There are two limitations (or missing feautres) that I’ve encountered so far in MongoDB. The first is a lack of compression. For this particular data set, I’m reasonably confident that both gzip and lzo could easily get somewhere from 3:1 or 5:1 compression. That could mean a substantial space savings (several TB of disk) at a very small CPU cost (and modern CPUs are very fast). The state of compressed file systems in Linux is sad, so the only real hope in the short or medium term is likely MongoDB object compression as requested in SERVER-164, which I have voted for and commented upon.
The second issue I’ve encountered is the 4MB object size limit. SERVER-431 discusses this a bit and I’d love to see some more discussion and voting there. My motivation for this is to allow for sequential reads of larger objects (think of them as something like covering indexes from the relational world) so that they don’t need to be chunked up (think GridFS) and force me to incur disk seeks when retrieving them. Amusingly, I was hoping to store lists (or arrays) in some documents using the $push operator when I ran into this. It didn’t take long to also find SERVER-654 and realize that I wasn’t the only one.
My ultimate wish for the 4MB limit would be a configurable limit so that the DBA or programmer can choose what’s right for their dataset. In my case, I went back and did some more analysis to see how many records would be affected. It turns out that it was a very small percentage of the total data. But the outliers do exist and since there’s a limit, I’d have to work around it anyway. That’s still code I need to write, test, and support. This caused me to think about the problem a little differently and consider other solutions too.
I need to do a bit more work on the storage side and some more testing. The next major piece of this system is an indexing piece that may not end up living inside of MongoDB. I’ll write more about that later, but my current thinking is to use Sphinx (which we already know and love). This may give me an excuse to play with two new Sphinx features I’ve been itching to try: string attributes and real-time indexing (via the MySQL protocol).

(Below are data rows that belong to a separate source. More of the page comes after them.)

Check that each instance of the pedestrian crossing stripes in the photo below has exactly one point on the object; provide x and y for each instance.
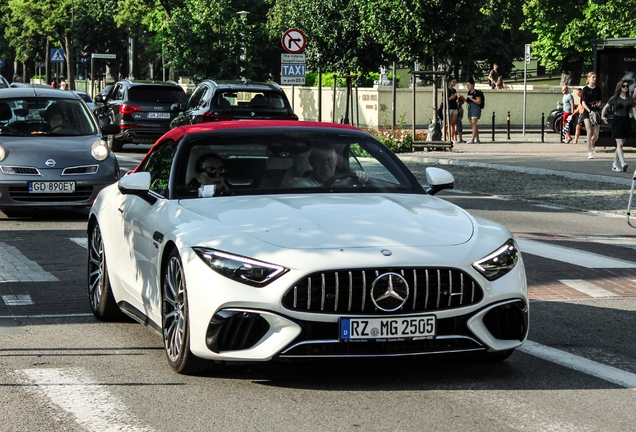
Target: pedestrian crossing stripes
(572, 256)
(15, 267)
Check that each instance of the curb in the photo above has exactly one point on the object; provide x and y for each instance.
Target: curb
(514, 168)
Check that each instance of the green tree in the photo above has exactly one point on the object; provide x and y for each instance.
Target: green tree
(563, 34)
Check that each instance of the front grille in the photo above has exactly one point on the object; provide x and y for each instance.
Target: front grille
(20, 170)
(334, 292)
(88, 169)
(320, 340)
(21, 194)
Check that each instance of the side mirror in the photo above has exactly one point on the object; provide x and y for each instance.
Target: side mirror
(110, 129)
(438, 179)
(136, 184)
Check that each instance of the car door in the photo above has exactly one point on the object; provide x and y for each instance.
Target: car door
(142, 222)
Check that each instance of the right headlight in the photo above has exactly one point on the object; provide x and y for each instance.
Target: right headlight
(500, 262)
(240, 269)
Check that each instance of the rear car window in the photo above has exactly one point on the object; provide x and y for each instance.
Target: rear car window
(248, 99)
(149, 94)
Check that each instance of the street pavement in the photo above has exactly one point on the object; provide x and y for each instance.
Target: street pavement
(527, 153)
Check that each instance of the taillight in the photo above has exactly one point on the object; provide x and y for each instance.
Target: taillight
(128, 109)
(210, 116)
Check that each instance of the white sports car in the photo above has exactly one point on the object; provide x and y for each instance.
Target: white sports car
(262, 240)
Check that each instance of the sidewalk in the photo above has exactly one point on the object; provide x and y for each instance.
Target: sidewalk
(526, 153)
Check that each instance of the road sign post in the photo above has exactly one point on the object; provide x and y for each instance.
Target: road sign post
(293, 62)
(98, 56)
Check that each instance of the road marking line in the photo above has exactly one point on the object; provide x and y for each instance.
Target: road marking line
(17, 300)
(588, 288)
(15, 267)
(45, 316)
(93, 406)
(571, 256)
(82, 241)
(581, 364)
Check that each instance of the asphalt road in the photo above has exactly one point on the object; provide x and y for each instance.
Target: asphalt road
(60, 369)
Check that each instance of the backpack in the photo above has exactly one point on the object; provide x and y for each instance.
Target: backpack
(483, 98)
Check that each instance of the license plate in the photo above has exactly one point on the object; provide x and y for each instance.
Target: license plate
(51, 187)
(158, 115)
(403, 328)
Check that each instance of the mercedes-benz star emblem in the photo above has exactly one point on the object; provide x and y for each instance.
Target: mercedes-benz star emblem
(389, 292)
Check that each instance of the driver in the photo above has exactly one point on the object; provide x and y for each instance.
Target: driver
(323, 160)
(54, 116)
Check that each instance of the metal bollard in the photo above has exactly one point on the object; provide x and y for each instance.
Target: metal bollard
(508, 124)
(542, 126)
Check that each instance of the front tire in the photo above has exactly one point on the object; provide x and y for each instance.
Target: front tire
(100, 293)
(175, 319)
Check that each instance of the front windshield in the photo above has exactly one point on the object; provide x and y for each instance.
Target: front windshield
(36, 116)
(248, 163)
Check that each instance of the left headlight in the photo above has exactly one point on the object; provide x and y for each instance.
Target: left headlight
(500, 262)
(100, 150)
(240, 269)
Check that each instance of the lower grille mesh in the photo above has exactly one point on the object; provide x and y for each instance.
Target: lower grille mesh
(334, 292)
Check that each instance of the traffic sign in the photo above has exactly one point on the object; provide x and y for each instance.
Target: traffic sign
(292, 73)
(294, 41)
(289, 69)
(96, 55)
(292, 58)
(57, 55)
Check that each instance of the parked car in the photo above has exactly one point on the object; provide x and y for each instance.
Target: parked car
(233, 100)
(51, 150)
(141, 109)
(245, 241)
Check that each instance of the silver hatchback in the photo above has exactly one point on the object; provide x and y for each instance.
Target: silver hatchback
(51, 150)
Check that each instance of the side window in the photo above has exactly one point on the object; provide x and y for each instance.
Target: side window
(195, 98)
(204, 102)
(118, 93)
(158, 165)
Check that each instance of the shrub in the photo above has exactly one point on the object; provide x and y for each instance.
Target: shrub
(398, 140)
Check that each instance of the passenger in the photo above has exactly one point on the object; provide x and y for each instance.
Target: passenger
(323, 160)
(210, 170)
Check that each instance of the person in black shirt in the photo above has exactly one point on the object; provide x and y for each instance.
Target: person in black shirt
(623, 103)
(591, 101)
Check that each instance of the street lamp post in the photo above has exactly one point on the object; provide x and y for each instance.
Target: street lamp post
(243, 15)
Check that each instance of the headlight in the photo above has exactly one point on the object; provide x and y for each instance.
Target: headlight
(240, 269)
(499, 262)
(100, 150)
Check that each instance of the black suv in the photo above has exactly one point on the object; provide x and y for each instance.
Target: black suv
(142, 110)
(234, 100)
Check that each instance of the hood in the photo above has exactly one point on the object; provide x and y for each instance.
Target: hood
(35, 151)
(320, 221)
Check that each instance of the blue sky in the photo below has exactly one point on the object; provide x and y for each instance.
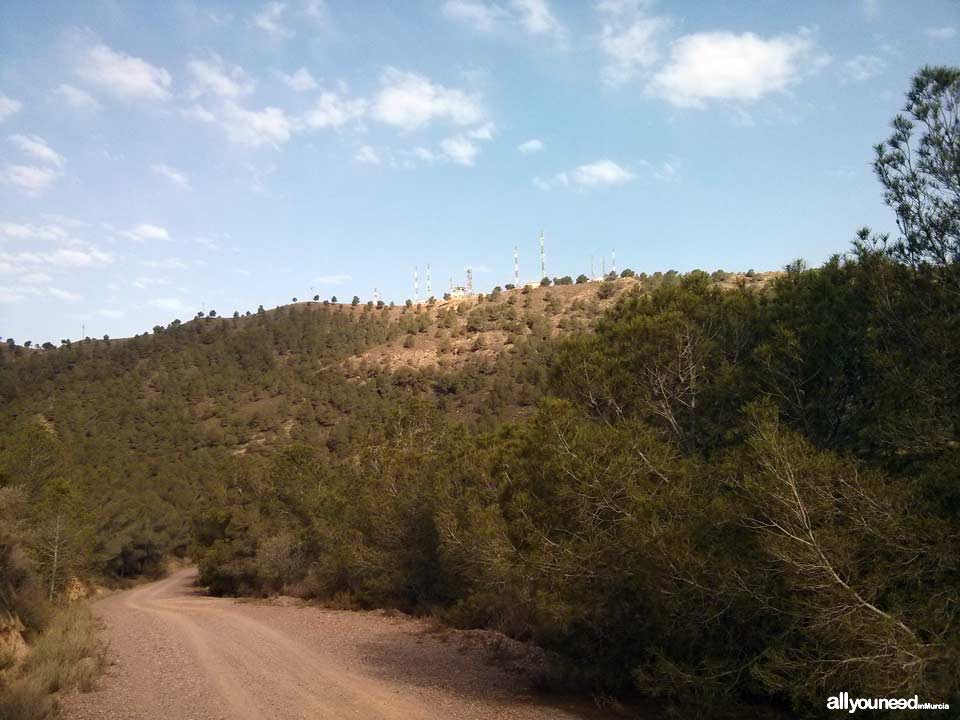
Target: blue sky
(160, 158)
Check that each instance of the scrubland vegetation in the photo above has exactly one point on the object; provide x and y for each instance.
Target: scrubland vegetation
(711, 492)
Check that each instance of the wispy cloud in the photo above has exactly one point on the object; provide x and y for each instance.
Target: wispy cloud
(269, 19)
(33, 180)
(75, 97)
(146, 231)
(8, 107)
(37, 147)
(176, 177)
(483, 16)
(300, 81)
(942, 33)
(332, 110)
(124, 75)
(213, 76)
(533, 17)
(861, 67)
(339, 279)
(531, 146)
(602, 173)
(630, 37)
(366, 155)
(172, 304)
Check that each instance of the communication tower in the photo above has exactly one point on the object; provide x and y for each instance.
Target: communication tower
(543, 258)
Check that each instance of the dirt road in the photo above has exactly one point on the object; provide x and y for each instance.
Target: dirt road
(181, 655)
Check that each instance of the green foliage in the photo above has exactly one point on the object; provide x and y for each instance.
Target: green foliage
(720, 497)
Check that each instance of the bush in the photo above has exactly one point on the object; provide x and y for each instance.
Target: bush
(70, 655)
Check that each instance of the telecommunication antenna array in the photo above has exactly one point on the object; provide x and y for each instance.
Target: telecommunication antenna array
(543, 258)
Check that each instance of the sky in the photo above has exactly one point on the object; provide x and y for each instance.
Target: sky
(159, 159)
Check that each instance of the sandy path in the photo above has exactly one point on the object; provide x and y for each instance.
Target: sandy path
(179, 654)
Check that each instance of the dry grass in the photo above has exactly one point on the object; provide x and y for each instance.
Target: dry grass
(69, 655)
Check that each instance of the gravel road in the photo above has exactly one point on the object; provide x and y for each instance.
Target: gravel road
(178, 654)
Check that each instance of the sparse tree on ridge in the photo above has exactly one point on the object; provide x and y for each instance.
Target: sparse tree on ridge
(919, 168)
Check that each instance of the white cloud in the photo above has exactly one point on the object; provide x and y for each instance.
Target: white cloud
(19, 231)
(31, 179)
(537, 18)
(124, 75)
(460, 150)
(317, 10)
(300, 81)
(8, 107)
(268, 20)
(534, 17)
(366, 155)
(630, 39)
(333, 111)
(63, 295)
(215, 77)
(143, 283)
(940, 33)
(602, 173)
(480, 15)
(531, 146)
(35, 279)
(146, 231)
(410, 101)
(666, 171)
(332, 279)
(61, 258)
(862, 67)
(425, 154)
(726, 66)
(482, 132)
(201, 114)
(37, 147)
(75, 97)
(165, 264)
(172, 304)
(255, 128)
(177, 177)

The next MongoDB piece I want to play with is sharding and replication. I’m hoping to get a feel for the strengths and weaknesses, as well as figuring out the right deployment strategy for us if we end up using MongoDB. Thankfully, our new development environment just got setup last week and there’s enough hardware that I can experiment with different topologies to see how it’ll work out.
I’ll write more about both the Sphinx and MongoDB experimentation as it progresses.